The Australian share market opened higher on Friday with the healthcare and financial sectors among the best early performers after shrugging off a choppy Wall Street session and subdued oil prices.
The benchmark S&P/ASX200 index climbed 37.4 points, or 0.66%, to 5,695.1 at 1030 AEDT on Friday, while the broader All Ordinaries is up 34.5 points, or 0.6%, to 5,771.2.
A flat open looked to be on the cards with US stocks mostly down overnight on mounting worries of slowing global growth, and tensions over the arrest and potential extradition of a Huawei Technologies executive to the US.
Instead, the local market jumped, with the big banks in the black early.
National Australia Bank Ltd. (ASX: NAB) was the best performer of the big four, up 1.21% to $24.23, followed by Australia and New Zealand Banking Group (ASX: ANZ) with a 1.17% jump to $25.97.

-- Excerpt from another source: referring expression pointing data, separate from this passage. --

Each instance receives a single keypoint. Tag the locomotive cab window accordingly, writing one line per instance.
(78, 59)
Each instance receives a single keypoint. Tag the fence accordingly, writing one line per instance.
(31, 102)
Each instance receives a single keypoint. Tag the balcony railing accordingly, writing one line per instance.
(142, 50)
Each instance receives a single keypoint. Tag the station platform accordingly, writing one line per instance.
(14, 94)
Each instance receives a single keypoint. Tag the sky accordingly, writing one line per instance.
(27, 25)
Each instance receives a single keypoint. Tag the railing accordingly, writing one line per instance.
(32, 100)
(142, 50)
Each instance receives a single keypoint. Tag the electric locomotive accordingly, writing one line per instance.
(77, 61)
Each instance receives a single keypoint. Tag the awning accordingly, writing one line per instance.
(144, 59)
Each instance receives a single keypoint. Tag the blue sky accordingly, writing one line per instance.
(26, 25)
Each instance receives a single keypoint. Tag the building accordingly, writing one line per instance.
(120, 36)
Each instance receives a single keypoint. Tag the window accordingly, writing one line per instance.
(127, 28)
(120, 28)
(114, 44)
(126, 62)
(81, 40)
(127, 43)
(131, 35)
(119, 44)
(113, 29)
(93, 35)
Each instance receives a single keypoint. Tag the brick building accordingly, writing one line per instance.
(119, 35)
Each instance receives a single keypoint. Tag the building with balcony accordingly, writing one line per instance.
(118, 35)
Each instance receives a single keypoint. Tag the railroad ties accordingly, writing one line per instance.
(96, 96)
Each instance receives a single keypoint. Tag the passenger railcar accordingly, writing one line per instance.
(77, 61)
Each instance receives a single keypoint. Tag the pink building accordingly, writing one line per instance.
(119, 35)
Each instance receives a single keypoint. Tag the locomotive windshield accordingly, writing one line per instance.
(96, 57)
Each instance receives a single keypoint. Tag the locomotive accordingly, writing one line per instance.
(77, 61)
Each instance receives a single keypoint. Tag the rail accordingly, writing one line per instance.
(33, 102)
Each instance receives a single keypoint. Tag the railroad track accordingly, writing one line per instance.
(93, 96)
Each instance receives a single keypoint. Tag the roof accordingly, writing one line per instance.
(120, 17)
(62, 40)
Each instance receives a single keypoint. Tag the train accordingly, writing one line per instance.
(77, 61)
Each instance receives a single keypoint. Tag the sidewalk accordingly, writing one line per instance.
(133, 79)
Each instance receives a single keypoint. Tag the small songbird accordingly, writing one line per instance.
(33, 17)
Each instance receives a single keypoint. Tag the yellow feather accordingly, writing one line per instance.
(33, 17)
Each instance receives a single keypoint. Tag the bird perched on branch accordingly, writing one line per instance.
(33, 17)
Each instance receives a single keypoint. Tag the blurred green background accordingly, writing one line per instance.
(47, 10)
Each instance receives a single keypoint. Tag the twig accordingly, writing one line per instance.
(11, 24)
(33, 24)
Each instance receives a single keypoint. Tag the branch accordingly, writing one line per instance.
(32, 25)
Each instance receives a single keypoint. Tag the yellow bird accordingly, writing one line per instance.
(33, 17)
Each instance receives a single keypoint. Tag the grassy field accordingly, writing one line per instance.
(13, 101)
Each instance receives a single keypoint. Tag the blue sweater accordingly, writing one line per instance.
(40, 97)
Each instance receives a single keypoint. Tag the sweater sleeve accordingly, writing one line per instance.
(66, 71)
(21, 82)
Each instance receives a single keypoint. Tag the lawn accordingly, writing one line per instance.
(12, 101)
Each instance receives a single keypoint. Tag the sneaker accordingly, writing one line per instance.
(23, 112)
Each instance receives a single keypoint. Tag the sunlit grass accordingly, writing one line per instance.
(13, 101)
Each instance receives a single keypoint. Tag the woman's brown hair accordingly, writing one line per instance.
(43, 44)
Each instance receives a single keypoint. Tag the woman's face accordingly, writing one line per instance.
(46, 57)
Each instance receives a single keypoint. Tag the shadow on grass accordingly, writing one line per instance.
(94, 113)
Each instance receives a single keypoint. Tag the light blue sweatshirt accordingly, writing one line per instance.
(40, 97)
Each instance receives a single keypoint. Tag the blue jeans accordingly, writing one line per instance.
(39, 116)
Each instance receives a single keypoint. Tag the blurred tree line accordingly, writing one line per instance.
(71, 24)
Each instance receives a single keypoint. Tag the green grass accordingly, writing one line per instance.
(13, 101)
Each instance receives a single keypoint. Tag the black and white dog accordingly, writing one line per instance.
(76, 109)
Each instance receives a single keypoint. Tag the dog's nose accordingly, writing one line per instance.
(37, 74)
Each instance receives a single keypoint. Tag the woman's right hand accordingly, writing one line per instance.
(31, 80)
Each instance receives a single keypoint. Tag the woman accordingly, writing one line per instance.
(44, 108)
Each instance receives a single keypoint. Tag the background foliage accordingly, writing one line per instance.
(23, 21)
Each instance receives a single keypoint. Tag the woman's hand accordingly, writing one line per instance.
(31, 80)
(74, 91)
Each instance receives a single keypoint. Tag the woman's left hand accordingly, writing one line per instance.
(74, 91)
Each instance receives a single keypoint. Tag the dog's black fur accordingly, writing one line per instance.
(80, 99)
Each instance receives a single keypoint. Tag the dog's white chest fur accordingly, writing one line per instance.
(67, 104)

Macquarie Group Ltd (ASX: MQG) was up 2.17% to $114.48 and Commonwealth Bank of Australia (ASX: CBA) rose 0.44% to $69.98.
Beleaguered wealth manager IOOF Holdings Limited (ASX: IFL) was a rare spot of red on the benchmark, dropping nearly 30% to $5.17 after the prudential regulator moved to disqualify its top brass and impose new license conditions following allegations of wrongdoing.

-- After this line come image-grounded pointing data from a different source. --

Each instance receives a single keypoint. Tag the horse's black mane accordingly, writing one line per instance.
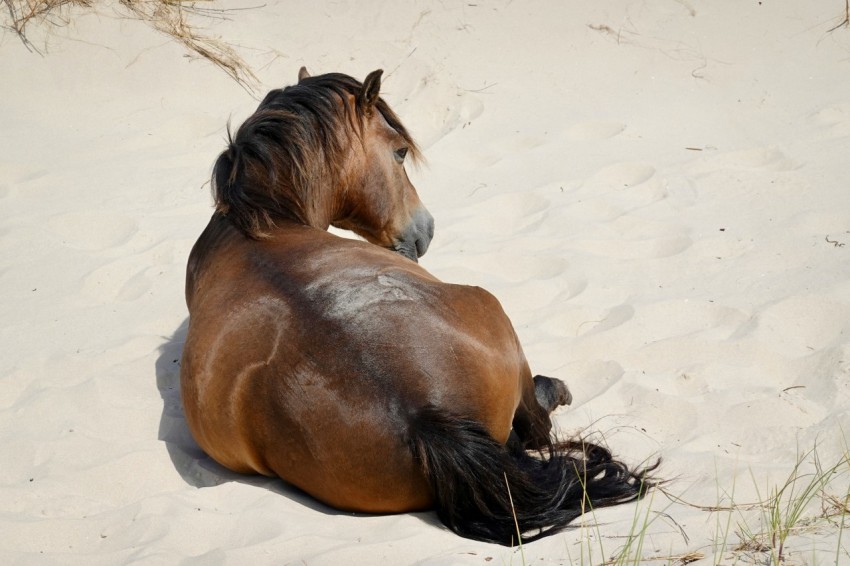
(294, 143)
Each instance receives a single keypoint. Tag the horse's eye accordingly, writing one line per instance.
(400, 154)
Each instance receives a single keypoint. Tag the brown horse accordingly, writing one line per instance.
(344, 367)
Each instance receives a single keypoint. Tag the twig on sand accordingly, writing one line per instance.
(846, 21)
(166, 16)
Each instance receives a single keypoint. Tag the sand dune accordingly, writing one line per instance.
(657, 193)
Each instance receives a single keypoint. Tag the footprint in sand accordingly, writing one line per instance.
(634, 238)
(589, 131)
(92, 230)
(626, 185)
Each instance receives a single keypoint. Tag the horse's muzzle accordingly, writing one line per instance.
(414, 241)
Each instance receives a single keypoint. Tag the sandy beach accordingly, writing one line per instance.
(657, 193)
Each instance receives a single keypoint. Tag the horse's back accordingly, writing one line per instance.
(307, 356)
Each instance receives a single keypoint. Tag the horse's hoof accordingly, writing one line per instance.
(551, 392)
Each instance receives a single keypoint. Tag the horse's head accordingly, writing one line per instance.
(328, 151)
(378, 201)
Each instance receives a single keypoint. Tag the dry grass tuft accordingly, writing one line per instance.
(166, 16)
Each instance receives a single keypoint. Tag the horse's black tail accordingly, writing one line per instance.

Biotech giant CSL Limited (ASX: CSL) rose 1.69% to $182.265 to lift the healthcare sector, also supported by gains for ResMed Inc. (ASX: RMD), Cochlear Limited (ASX: COH) and Ramsay Health Care Limited (ASX: RHC).

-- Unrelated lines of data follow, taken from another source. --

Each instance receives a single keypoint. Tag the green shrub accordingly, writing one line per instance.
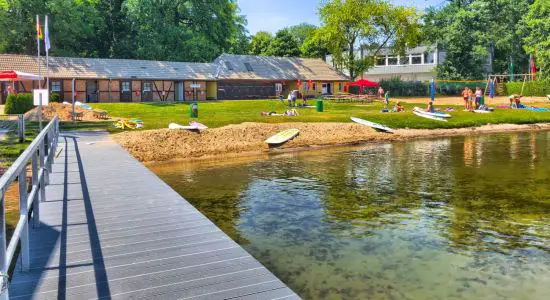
(54, 97)
(18, 104)
(532, 88)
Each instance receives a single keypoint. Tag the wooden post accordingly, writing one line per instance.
(4, 265)
(23, 212)
(21, 128)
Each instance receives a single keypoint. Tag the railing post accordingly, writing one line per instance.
(21, 128)
(42, 180)
(4, 265)
(36, 184)
(23, 211)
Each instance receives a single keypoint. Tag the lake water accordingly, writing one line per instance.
(453, 218)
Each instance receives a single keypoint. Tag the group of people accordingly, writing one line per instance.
(472, 100)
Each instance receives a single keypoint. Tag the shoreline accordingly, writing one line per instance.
(247, 139)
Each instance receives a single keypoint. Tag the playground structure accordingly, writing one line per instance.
(500, 80)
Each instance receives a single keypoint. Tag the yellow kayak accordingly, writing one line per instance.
(283, 136)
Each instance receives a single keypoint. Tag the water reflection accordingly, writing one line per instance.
(464, 218)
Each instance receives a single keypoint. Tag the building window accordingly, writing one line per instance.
(392, 60)
(125, 86)
(56, 86)
(429, 58)
(416, 59)
(147, 87)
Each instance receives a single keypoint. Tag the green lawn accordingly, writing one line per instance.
(216, 114)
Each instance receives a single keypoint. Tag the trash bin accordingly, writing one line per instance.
(194, 110)
(319, 105)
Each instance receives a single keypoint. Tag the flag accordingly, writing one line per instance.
(38, 29)
(533, 67)
(47, 45)
(511, 69)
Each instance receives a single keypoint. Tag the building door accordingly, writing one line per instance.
(91, 91)
(180, 91)
(324, 88)
(146, 91)
(125, 91)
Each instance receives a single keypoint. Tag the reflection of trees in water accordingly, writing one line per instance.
(214, 192)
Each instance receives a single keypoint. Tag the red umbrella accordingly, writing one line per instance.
(17, 76)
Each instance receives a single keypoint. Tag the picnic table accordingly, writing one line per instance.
(101, 114)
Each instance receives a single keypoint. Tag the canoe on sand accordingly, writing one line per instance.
(283, 136)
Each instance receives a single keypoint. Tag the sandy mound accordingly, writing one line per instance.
(165, 144)
(62, 110)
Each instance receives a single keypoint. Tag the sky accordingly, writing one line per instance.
(272, 15)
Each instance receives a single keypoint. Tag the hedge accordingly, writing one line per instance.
(532, 88)
(18, 104)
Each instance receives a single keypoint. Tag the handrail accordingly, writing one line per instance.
(41, 152)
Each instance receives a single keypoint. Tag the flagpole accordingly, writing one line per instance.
(39, 72)
(46, 36)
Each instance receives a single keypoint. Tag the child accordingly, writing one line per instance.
(465, 97)
(398, 107)
(479, 94)
(430, 107)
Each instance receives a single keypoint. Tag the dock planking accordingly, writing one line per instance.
(111, 229)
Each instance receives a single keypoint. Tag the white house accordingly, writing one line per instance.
(418, 64)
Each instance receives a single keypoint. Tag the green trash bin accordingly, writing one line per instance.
(194, 110)
(319, 105)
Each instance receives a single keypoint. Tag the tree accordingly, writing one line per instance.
(479, 36)
(371, 24)
(284, 44)
(260, 42)
(302, 32)
(536, 28)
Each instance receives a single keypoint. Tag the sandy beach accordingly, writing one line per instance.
(248, 138)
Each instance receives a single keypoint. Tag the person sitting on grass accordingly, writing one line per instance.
(398, 107)
(430, 107)
(464, 94)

BlueScope Steel Limited (ASX: BSL) led the gains for the miners, up 1.52% to $12.03 despite industrial metals taking a hit overnight.
Rio Tinto Limited (ASX: RIO) was up 0.66% to $72.69, while BHP Billiton Limited (ASX: BHP) was flat at $31.38.
Fortescue Metals Group Limited (ASX: FMG), and South32 Ltd (ASX: S32) rose 0.74% and 0.66% while the gold miners continued to climb on near five-month highs for the yellow metal.
Adelaide Brighton Ltd. (ASX: ABC) was down 7.88% to $4.735 after it downgraded its earnings forecast.
Shares in consumer staples and discretionaries were up, as were the energy and tech sectors.